Por Antonio Carlos Salla
Recentemente, a Receita Federal passou a notificar empresas estrangeiras de tecnologia que atuam na internet e com comércio eletrônico para explicar como é processado seu faturamento com negócios no Brasil e quanto recolhem de imposto. A iniciativa tem como objetivo alterar a tributação dessas corporações, que, segundo estimativas do governo federal, não é compatível com o volume faturado por elas em operações realizadas no país.
O sistema tributário brasileiro atribui a pessoas de direito público distintas a competência para instituir e exigir impostos sobre as vendas de mercadorias (competência dos estados, mediante cobrança do ICMS) e de serviços (competência dos municípios, com a cobrança do ISS).
A indefinição da natureza exata das facilidades colocadas à disposição do público por essas empresas trará insegurança jurídica e um número expressivo de demandas judiciais, a exemplo do que aconteceu com os serviços de provimento de acesso à internet. Nesse caso, os Estados, até poucos anos, utilizaram todos os meios jurídicos disponíveis para exigir dos provedores o pagamento do ICMS.
Apesar de o download caracterizar aquisição de cópias, o Senado interpreta sua disponibilização como prestação de serviços
Como exemplo de possíveis conflitos podemos mencionar a concessão de arquivos de áudio e vídeo. No passado, o Supremo Tribunal Federal (STF) decidiu que a extração de cópias e a distribuição de obras cinematográficas em fitas cassete (outros suportes físicos seriam equivalentes) caracterizavam operação de comércio de mercadorias, sujeitando-se ao ICMS. No que diz respeito às obras musicais, sua distribuição na forma de discos ou CDs sempre foi sujeita também ao ICMS.
A distribuição dessas obras, independentemente de um suporte físico que as contenha, provavelmente causará novos conflitos de competência entre Estados e municípios. Prova disso é o Projeto de Lei do Senado nº 386 de 2012, que altera a Lei Complementar nº 116/03 e lista os serviços sujeitos à competência municipal. Entre as alterações propostas encontra-se a inclusão dos serviços de "cessão temporária de arquivos de áudio, vídeo e imagem, inclusive por streaming".

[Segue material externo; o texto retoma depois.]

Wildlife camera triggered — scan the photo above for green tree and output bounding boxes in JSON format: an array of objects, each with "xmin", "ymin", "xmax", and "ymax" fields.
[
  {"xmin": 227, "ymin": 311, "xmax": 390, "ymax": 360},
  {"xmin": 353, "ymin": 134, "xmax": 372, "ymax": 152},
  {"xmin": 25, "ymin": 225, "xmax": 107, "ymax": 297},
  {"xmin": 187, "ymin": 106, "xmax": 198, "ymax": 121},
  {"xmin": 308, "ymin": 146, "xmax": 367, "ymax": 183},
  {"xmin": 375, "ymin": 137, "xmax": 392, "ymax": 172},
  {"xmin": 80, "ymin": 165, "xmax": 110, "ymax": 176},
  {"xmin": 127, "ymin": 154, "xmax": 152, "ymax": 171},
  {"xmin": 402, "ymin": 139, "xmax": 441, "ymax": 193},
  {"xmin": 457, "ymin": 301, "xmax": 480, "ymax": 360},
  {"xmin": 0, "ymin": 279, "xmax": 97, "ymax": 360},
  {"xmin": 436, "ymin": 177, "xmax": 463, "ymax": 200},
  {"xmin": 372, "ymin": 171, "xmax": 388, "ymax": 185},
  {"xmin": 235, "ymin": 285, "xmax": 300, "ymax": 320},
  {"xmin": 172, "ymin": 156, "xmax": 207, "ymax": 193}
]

Apesar de o download dessas obras artísticas caracterizar verdadeira aquisição de suas cópias, o Senado Federal interpreta sua disponibilização como prestação de serviços. Essa interpretação opõe-se ao entendimento do STF. Ao apreciar casos de fornecimento de softwares de prateleira por download, o Supremo manifestou-se no sentido de considerá-lo como comércio de mercadorias. Segundo se verifica, o STF entendeu que a "mercadoria" pode ser um bem corpóreo ou não e, nessa medida, a permissão de baixa de software em caráter oneroso configura operação comercial e não de prestação de serviços.
Essa, portanto, é a uma das muitas dificuldades a serem superadas. Especificamente quanto às empresas estrangeiras, a definição do local onde os serviços são prestados e quem são seus efetivos compradores é essencial para que se possa submeter tais serviços à tributação.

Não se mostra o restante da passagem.